Yin and yang refer to the idea that everything has an opposite. As a result, many movements in tai chi use opposite styles — such as strong and fast versus gentle and slow — to create balance.
But how can such mindful movements slim down the midsection?
The Research on the Health Benefits of Tai Chi
In a study published in the Annals of Internal Medicine, researchers in Hong Kong wanted to examine the therapeutic effects of tai chi and learn how it could help manage obesity. They recruited 543 participants who were 50 years old or older and had central obesity.
The researchers split participants into three groups of 181 people: those who had no exercise at all, those who participated in aerobic exercise and strength training, and those who participated in tai chi. The program lasted 12 weeks.
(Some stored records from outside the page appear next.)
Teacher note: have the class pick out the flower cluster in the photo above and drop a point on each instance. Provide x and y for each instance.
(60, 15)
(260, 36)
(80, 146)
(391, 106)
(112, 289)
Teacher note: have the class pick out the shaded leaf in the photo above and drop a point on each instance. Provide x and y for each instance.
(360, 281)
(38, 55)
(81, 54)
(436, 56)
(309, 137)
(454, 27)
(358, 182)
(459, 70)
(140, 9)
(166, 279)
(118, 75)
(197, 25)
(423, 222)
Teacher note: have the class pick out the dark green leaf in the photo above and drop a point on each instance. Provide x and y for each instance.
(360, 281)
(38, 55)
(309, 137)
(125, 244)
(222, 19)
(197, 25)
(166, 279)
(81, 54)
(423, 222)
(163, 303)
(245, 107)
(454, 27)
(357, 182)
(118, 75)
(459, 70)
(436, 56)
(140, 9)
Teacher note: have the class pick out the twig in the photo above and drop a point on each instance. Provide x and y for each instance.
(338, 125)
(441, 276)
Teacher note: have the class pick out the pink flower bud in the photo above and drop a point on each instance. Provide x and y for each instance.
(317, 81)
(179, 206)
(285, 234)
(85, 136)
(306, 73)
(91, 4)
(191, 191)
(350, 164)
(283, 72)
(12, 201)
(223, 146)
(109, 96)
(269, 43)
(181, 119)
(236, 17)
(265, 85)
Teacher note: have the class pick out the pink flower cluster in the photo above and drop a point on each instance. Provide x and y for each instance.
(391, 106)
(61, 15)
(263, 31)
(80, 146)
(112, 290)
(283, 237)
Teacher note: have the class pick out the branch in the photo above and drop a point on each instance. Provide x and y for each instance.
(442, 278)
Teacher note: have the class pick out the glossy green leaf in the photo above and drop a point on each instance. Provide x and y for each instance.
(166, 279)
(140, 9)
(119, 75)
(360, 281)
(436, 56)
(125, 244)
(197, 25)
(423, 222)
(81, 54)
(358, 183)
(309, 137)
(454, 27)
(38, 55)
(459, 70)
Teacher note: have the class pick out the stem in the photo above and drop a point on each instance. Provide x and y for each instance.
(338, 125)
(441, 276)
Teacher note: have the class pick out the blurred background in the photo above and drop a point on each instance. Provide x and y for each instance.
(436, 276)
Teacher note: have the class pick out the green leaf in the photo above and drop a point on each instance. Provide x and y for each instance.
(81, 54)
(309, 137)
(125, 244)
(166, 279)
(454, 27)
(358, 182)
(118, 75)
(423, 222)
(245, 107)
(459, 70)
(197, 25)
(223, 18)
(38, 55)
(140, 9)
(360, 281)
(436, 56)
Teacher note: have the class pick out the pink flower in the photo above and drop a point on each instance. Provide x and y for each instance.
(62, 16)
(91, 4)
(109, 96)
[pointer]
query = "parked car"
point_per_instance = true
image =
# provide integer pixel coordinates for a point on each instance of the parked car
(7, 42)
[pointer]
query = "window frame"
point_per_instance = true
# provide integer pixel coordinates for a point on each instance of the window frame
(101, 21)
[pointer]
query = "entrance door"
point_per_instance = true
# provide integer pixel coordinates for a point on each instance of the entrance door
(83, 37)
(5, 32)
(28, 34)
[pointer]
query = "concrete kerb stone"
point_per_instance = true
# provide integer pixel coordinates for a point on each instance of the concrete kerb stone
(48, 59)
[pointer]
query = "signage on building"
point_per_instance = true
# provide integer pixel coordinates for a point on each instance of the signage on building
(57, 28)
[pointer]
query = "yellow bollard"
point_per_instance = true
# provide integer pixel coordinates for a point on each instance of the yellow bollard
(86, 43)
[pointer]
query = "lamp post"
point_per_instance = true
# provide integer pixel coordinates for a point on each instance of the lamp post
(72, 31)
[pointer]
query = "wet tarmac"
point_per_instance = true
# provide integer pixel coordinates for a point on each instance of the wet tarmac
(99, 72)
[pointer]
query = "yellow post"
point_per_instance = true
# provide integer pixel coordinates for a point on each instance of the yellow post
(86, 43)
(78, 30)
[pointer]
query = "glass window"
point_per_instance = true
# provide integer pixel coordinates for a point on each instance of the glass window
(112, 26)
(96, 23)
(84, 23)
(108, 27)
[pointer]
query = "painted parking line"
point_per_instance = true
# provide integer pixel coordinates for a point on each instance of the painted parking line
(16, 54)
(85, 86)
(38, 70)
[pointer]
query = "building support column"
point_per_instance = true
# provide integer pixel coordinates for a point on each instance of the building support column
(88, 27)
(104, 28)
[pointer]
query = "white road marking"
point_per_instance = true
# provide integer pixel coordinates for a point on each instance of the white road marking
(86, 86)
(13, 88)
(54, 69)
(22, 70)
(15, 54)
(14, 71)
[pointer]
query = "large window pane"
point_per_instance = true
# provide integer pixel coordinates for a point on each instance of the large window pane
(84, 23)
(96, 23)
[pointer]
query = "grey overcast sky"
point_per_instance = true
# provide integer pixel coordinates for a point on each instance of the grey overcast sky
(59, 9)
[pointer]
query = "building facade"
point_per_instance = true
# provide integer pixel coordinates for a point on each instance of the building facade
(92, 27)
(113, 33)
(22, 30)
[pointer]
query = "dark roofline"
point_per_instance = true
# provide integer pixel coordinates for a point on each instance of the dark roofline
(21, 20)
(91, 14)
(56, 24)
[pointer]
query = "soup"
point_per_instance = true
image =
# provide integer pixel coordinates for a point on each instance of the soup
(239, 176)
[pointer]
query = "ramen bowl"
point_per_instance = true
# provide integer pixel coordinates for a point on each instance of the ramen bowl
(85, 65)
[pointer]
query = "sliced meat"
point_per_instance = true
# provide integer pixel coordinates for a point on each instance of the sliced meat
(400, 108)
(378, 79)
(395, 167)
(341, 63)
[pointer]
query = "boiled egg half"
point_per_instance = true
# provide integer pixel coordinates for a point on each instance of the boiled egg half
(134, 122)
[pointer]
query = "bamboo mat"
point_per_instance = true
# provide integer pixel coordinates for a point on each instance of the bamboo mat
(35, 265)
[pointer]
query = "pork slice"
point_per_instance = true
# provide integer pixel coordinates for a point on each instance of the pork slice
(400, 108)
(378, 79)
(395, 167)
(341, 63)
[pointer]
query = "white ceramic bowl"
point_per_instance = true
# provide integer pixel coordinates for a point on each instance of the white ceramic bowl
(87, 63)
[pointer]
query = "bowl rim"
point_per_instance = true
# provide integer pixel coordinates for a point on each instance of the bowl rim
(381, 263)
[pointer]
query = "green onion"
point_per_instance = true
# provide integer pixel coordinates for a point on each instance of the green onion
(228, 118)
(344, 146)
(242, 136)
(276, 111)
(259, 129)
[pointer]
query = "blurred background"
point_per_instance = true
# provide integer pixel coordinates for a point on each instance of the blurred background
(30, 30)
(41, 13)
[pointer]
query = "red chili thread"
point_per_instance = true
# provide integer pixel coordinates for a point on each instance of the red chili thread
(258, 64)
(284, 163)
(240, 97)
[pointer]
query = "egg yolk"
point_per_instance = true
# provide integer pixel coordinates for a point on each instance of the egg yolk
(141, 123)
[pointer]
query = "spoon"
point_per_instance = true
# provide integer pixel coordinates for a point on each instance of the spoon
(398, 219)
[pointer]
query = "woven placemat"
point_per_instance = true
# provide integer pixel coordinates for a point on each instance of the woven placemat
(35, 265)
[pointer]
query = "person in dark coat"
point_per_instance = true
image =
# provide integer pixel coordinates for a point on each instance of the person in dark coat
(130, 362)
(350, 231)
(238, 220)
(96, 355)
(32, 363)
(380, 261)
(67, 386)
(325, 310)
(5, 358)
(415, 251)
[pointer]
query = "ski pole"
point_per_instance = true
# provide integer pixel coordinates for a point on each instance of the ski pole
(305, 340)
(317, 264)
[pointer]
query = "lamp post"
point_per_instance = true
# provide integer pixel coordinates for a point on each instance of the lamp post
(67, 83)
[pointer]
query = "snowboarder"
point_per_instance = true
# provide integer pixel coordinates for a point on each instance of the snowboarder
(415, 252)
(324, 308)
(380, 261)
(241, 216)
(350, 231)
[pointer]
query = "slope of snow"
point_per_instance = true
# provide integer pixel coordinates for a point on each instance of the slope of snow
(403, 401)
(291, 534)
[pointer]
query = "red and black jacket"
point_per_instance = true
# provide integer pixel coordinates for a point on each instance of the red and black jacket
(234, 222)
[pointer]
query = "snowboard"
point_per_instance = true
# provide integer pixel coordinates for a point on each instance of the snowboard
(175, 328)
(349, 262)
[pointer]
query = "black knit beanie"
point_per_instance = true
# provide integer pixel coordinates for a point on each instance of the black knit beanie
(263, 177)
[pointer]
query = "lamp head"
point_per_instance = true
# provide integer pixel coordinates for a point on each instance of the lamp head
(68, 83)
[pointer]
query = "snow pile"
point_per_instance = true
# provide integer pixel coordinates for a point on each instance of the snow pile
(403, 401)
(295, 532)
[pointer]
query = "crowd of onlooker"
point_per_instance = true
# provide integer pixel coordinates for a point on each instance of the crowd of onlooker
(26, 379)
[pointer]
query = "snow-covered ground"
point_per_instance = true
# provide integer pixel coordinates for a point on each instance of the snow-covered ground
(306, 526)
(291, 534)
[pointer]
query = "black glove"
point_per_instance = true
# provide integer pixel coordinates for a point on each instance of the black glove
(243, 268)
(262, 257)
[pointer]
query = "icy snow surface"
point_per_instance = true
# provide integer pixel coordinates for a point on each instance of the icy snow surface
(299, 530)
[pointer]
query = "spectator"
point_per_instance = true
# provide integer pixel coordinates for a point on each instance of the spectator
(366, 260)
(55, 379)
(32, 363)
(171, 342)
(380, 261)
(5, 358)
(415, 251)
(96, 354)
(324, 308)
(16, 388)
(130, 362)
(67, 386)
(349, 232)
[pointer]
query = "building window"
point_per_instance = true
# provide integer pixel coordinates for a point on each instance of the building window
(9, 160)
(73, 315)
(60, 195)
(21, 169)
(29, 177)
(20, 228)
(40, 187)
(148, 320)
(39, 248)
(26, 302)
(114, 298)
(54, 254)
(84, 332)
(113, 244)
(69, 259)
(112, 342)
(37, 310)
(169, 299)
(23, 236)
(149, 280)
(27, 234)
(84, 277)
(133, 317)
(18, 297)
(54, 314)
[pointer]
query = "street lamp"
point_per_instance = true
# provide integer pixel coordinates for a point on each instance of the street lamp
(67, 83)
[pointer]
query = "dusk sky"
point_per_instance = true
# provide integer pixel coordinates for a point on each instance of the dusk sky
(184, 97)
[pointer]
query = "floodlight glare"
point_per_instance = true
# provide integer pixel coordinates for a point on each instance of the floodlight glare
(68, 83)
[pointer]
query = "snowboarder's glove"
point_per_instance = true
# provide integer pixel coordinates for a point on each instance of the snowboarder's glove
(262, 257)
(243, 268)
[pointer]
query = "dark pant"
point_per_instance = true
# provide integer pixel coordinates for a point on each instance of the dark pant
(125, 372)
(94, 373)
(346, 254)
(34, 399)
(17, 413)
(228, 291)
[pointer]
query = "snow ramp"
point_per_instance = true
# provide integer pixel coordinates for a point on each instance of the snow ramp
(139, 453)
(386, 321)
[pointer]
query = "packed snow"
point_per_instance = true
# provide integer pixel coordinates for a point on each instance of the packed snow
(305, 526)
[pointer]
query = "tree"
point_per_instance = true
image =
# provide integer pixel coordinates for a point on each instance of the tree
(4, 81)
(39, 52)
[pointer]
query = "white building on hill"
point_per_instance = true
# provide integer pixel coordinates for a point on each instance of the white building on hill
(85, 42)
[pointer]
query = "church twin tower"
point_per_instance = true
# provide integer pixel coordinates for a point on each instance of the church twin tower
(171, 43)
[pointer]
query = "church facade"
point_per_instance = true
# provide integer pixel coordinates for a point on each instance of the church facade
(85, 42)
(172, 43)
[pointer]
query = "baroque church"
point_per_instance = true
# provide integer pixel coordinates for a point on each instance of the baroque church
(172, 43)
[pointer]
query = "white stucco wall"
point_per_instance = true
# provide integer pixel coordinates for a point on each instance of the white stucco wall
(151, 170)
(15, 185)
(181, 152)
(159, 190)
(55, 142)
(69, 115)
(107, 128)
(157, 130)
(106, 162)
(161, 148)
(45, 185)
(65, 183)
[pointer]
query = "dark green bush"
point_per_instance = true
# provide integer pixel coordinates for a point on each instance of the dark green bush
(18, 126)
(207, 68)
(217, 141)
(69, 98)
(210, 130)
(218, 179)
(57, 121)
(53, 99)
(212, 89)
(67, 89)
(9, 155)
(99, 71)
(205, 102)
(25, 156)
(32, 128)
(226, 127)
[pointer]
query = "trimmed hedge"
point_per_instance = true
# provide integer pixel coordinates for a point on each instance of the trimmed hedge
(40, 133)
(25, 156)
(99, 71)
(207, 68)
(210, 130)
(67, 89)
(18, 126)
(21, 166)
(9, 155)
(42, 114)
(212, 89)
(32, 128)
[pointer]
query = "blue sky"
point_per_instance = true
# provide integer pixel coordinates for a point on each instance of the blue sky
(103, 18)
In addition, the research team measured each participants’ waist circumference at the beginning and end of the program. The team also examined body weight, cholesterol and triglyceride levels, blood glucose, and blood pressure.
As expected, the people who completed the traditional aerobic and strength training exercise dropped centimeters off their waistlines. They also lost weight and lost less HDL “good” cholesterol in comparison to the control group.
What was even more interesting were the weight loss benefits of tai chi. The researchers noted that tai chi participants also had slimmer waists, fewer pounds, and healthier HDL cholesterol levels.
Better yet, those participants maintained slimmer waists and a lower body weight for more than six months after the program ended.
“Tai chi is an effective approach to reduce [waist circumference] in adults with central obesity aged 50 years or older,” wrote the lead study author, Parco Siu, PhD, an associate professor at the University of Hong Kong.
Getting Started With Tai Chi
If you’re intimidated by the idea of taking a tai chi class, fear not. Many classes nowadays are designed for beginners and people who have limited movement. As such, the exercise should be safe for you even if you have balance issues or low mobility.
Thinking of taking on tai chi in the comfort of your own home? This exercise works well in tight quarters because it doesn’t require much space.
It’s also low impact, making it perfect for days when you want to take it slow but still get moving. Plenty of tai chi practitioners have published YouTube videos to help get you started.
For instance, many newcomers recommend “Tai Chi for Beginners,” a quick 9-minute lesson created by Peter Chen, a doctor of traditional Chinese medicine.
The American Heart Association recommends about 150 minutes of exercise per week, or about 21 minutes daily. Incorporating a few sessions of tai chi into your week can help you vary your exercise routine.
Check with your doctor if you’re unsure about starting this exercise. While it might not be for everyone, chances are your doctor will encourage it.
And chances are you’ll enjoy the change of pace!